John Borghetti can sleep more soundly tonight.
The Virgin Australia chief executive was probably informed beforehand that his pals across the Tasman, Air New Zealand, planned to increase their stake to 25.99 per cent. Their effusive praise could have been written by Borghetti’s own PR team.
“The additional interest affirms Air New Zealand’s strong belief and confidence in Virgin Australia and the strategy it is pursuing under the leadership of John Borghetti,” says Air NZ.
That may take some pressure off Borghetti as Virgin’s stock has been soundly beaten by Qantas.

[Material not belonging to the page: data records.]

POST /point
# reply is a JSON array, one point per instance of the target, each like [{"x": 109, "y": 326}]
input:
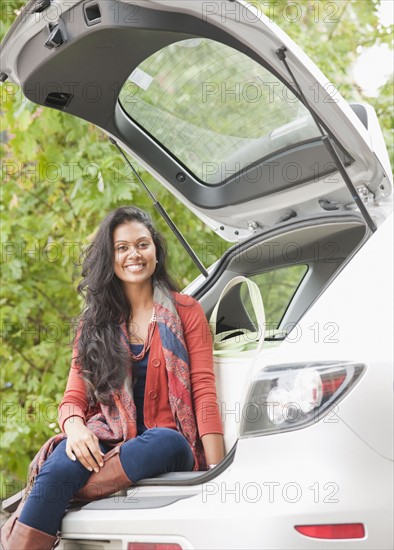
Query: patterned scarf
[{"x": 118, "y": 423}]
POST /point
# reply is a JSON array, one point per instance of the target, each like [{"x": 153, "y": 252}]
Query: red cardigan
[{"x": 157, "y": 411}]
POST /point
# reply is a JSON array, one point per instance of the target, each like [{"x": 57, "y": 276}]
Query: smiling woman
[{"x": 140, "y": 380}]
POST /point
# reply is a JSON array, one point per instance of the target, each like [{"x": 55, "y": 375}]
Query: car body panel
[{"x": 248, "y": 198}]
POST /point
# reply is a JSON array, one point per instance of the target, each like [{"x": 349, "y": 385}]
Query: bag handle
[{"x": 257, "y": 304}]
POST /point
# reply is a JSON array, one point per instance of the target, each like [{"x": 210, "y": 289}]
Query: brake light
[
  {"x": 153, "y": 546},
  {"x": 293, "y": 396},
  {"x": 333, "y": 531}
]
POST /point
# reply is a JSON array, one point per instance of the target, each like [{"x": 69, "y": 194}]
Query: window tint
[
  {"x": 277, "y": 288},
  {"x": 214, "y": 108}
]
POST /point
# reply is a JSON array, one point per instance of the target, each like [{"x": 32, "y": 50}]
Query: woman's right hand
[{"x": 83, "y": 444}]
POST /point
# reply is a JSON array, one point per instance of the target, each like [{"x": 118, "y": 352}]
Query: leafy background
[{"x": 60, "y": 177}]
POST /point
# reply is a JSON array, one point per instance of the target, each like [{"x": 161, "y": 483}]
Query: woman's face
[{"x": 134, "y": 253}]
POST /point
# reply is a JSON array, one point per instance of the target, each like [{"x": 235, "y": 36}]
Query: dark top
[{"x": 139, "y": 368}]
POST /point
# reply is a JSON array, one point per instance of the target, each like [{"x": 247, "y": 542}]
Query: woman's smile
[{"x": 135, "y": 253}]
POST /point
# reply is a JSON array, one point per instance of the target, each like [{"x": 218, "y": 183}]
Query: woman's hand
[{"x": 83, "y": 444}]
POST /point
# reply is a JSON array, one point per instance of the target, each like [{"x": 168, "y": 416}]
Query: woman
[{"x": 140, "y": 399}]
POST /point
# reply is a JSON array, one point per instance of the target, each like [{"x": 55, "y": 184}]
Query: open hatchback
[{"x": 227, "y": 112}]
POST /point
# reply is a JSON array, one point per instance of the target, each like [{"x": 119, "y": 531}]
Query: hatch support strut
[
  {"x": 164, "y": 214},
  {"x": 328, "y": 143}
]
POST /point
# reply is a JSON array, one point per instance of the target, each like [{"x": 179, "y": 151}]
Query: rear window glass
[
  {"x": 213, "y": 108},
  {"x": 277, "y": 288}
]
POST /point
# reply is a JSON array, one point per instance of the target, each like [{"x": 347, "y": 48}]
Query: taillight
[
  {"x": 293, "y": 396},
  {"x": 333, "y": 531},
  {"x": 153, "y": 546}
]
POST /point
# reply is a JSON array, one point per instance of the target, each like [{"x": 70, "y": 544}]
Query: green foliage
[{"x": 61, "y": 176}]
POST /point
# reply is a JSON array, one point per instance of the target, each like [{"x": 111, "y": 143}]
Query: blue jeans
[{"x": 156, "y": 451}]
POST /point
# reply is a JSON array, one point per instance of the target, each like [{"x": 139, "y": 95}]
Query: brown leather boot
[
  {"x": 18, "y": 536},
  {"x": 110, "y": 479},
  {"x": 23, "y": 537}
]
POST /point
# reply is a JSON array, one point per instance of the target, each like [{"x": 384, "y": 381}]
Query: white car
[{"x": 238, "y": 123}]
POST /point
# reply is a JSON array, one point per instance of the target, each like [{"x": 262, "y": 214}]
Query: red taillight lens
[
  {"x": 287, "y": 397},
  {"x": 153, "y": 546},
  {"x": 332, "y": 383},
  {"x": 334, "y": 531}
]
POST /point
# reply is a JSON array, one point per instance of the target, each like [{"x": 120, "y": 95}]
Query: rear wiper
[
  {"x": 164, "y": 214},
  {"x": 328, "y": 143}
]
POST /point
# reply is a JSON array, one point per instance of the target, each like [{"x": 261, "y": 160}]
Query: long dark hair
[{"x": 102, "y": 357}]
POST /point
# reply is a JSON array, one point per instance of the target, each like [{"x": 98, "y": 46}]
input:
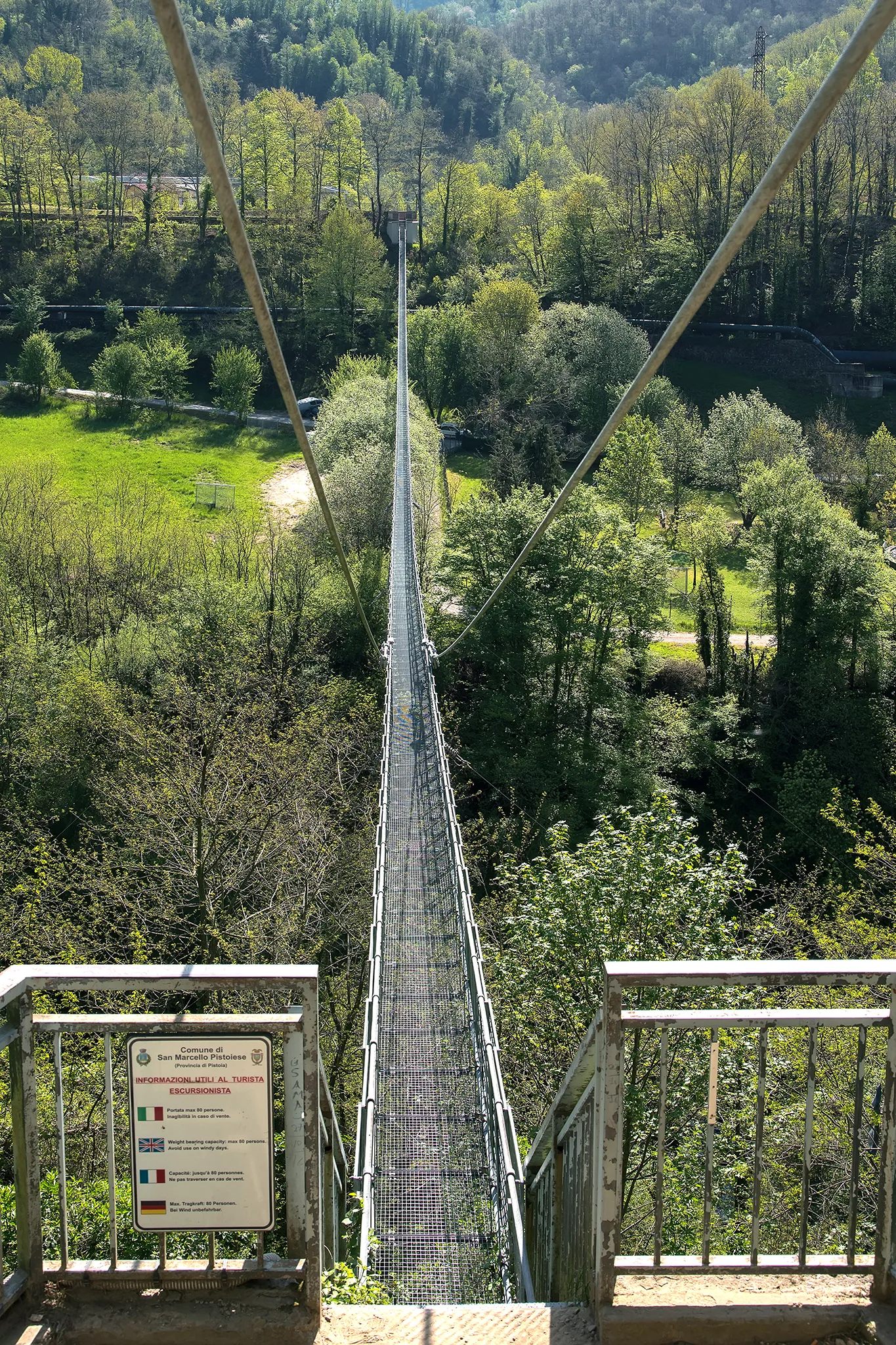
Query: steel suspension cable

Over the last year Qantas shares have gained 32 per cent. Virgin shares are up 8.4 percent over the same period.
Curiously, Air NZ wants no Virgin board seat. An Air NZ spokesperson told Markets Spectator there are no plans for the airline to merge with Virgin.

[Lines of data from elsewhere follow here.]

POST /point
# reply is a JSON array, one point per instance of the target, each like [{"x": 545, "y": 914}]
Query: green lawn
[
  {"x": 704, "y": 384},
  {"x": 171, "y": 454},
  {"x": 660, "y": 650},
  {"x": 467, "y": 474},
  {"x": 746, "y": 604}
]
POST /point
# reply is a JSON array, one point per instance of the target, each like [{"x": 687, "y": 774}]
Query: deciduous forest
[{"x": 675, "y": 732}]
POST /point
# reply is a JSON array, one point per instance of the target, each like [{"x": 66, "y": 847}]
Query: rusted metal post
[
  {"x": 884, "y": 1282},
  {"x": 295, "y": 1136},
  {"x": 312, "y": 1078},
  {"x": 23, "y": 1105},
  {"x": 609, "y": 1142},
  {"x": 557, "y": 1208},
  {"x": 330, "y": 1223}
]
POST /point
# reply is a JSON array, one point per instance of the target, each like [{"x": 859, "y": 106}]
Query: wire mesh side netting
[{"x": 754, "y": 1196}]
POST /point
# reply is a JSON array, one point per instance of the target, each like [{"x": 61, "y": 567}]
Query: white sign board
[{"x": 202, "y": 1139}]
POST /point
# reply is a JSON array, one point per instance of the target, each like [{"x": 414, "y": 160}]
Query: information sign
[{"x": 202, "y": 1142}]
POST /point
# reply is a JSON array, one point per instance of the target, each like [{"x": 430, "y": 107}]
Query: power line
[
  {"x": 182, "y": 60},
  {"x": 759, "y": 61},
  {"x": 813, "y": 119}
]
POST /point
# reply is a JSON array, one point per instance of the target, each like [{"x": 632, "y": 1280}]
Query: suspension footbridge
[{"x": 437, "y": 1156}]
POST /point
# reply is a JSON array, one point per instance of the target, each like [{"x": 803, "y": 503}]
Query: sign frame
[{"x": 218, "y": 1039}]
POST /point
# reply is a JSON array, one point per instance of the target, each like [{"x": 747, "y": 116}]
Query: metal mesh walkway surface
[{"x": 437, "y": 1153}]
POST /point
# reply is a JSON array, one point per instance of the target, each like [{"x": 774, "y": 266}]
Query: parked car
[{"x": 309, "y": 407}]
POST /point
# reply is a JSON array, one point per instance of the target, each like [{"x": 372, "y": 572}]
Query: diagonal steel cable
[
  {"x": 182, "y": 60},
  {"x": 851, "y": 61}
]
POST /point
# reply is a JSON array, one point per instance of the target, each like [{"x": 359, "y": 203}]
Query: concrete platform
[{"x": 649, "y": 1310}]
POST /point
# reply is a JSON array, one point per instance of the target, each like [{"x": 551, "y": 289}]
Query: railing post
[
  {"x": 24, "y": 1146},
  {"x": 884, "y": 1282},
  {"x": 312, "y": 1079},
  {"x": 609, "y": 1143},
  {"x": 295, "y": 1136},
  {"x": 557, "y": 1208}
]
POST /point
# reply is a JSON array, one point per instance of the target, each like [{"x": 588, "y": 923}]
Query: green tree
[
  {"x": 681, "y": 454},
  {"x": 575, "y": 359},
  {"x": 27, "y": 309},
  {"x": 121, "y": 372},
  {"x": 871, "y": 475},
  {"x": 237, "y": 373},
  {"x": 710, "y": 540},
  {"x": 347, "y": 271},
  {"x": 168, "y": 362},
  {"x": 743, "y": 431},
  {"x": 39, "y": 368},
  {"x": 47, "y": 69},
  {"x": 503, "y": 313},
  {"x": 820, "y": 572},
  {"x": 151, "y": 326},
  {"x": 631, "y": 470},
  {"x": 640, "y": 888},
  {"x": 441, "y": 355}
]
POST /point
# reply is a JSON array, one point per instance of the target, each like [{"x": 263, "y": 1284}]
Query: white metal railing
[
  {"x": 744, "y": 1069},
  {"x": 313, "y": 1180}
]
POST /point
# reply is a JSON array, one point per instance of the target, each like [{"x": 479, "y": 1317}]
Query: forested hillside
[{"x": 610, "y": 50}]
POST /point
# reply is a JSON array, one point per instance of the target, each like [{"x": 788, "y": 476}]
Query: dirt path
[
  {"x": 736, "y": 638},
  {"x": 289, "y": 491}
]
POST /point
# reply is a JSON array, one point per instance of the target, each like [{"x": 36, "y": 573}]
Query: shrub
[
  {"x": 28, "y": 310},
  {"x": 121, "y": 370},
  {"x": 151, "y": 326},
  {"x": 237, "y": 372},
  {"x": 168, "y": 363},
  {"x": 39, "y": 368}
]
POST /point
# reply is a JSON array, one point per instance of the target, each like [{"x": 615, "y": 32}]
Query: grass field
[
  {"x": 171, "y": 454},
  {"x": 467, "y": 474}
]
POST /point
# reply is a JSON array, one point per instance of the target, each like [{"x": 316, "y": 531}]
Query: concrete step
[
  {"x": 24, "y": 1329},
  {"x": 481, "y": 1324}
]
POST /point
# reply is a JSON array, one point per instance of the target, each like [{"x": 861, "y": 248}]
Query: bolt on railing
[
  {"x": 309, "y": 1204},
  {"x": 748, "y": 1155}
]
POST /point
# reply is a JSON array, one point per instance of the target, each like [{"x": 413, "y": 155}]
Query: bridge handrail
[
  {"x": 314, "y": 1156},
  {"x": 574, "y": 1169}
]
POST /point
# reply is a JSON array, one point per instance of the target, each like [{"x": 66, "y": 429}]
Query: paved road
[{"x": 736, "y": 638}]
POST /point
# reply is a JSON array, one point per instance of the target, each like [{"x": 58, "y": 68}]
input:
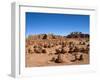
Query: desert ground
[{"x": 52, "y": 50}]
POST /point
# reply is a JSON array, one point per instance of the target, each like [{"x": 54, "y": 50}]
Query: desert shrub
[
  {"x": 59, "y": 59},
  {"x": 38, "y": 50}
]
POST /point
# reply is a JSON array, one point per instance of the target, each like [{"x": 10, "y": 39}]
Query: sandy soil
[{"x": 57, "y": 52}]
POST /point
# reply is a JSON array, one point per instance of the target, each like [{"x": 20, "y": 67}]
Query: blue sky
[{"x": 59, "y": 24}]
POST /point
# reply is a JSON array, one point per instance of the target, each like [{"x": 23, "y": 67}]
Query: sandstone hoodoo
[{"x": 50, "y": 49}]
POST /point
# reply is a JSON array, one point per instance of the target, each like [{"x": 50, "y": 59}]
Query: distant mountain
[{"x": 52, "y": 36}]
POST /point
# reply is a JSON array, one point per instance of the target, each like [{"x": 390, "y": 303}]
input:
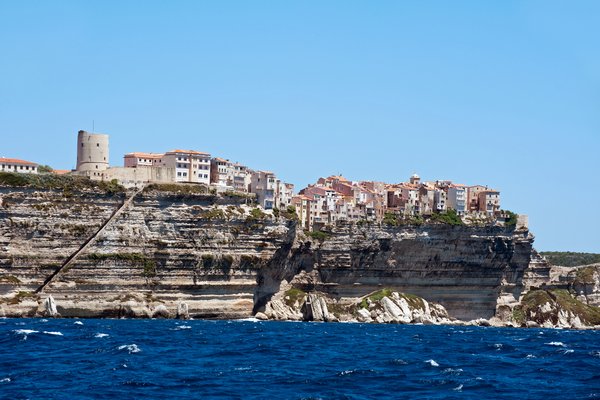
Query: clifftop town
[{"x": 328, "y": 201}]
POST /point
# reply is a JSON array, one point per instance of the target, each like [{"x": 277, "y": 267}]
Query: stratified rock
[
  {"x": 261, "y": 316},
  {"x": 50, "y": 307},
  {"x": 182, "y": 311},
  {"x": 161, "y": 311}
]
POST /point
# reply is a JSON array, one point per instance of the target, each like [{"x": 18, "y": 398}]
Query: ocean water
[{"x": 170, "y": 359}]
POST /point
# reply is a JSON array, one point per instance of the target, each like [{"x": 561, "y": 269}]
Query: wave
[
  {"x": 25, "y": 331},
  {"x": 131, "y": 348},
  {"x": 180, "y": 327},
  {"x": 251, "y": 319}
]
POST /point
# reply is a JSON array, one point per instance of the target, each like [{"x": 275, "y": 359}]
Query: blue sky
[{"x": 500, "y": 93}]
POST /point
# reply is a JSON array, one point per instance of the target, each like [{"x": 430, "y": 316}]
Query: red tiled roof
[
  {"x": 16, "y": 161},
  {"x": 188, "y": 152},
  {"x": 144, "y": 155}
]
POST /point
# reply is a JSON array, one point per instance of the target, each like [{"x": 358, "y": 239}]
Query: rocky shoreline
[{"x": 90, "y": 253}]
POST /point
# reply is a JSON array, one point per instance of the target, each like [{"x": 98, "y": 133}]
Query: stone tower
[{"x": 92, "y": 151}]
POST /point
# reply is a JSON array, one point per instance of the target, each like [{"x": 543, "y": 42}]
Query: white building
[
  {"x": 132, "y": 160},
  {"x": 16, "y": 165},
  {"x": 457, "y": 198},
  {"x": 92, "y": 151},
  {"x": 263, "y": 184},
  {"x": 190, "y": 165}
]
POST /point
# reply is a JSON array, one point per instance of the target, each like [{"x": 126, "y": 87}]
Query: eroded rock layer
[{"x": 167, "y": 254}]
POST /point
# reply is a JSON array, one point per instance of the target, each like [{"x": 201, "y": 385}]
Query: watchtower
[{"x": 92, "y": 151}]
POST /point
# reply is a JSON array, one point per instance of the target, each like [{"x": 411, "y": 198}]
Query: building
[
  {"x": 457, "y": 198},
  {"x": 132, "y": 160},
  {"x": 190, "y": 165},
  {"x": 92, "y": 151},
  {"x": 283, "y": 194},
  {"x": 263, "y": 184},
  {"x": 221, "y": 172},
  {"x": 473, "y": 197},
  {"x": 241, "y": 178},
  {"x": 16, "y": 165},
  {"x": 489, "y": 201}
]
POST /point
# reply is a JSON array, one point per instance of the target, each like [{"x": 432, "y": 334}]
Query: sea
[{"x": 251, "y": 359}]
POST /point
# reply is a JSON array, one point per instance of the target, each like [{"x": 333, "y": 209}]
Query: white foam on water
[
  {"x": 251, "y": 319},
  {"x": 453, "y": 371},
  {"x": 183, "y": 327},
  {"x": 131, "y": 348},
  {"x": 25, "y": 331},
  {"x": 433, "y": 363}
]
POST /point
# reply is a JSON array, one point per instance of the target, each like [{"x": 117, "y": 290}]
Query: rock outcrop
[{"x": 187, "y": 255}]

Borghetti has some powerful backers in the event his efforts to turn Virgin into a fully-fledged Qantas rival take longer than expected. More than two-thirds of Virgin’s shares will soon be held by Air NZ, Singapore Airlines, Etihad and Virgin Group. “They are likely to provide an equity buffer in the event of an earnings shock,” says UBS analyst Simon Mitchell.
Mitchell forecasts Virgin making a net profit if $33 million in the 12 months to June 30. That compares with a 59 million net profit last year. The airline is attracting fewer passengers than both Mitchell and Virgin had previously forecast. Virgin’s acquisition of SkyWest will add very little to its bottom line. Tiger Airways, in which it has a 60 per cent stake, is loss making.
Borghetti has turbulence ahead.
Today Virgin’s shares fell 1 cent, or 2.2 per cent, to 45 cents. Qantas shares gained 1.5 cents, or 1 per cent, to $1.49. The S&P/ASX200 Index dropped 42.506, or 0.9 per cent, to 4792.70.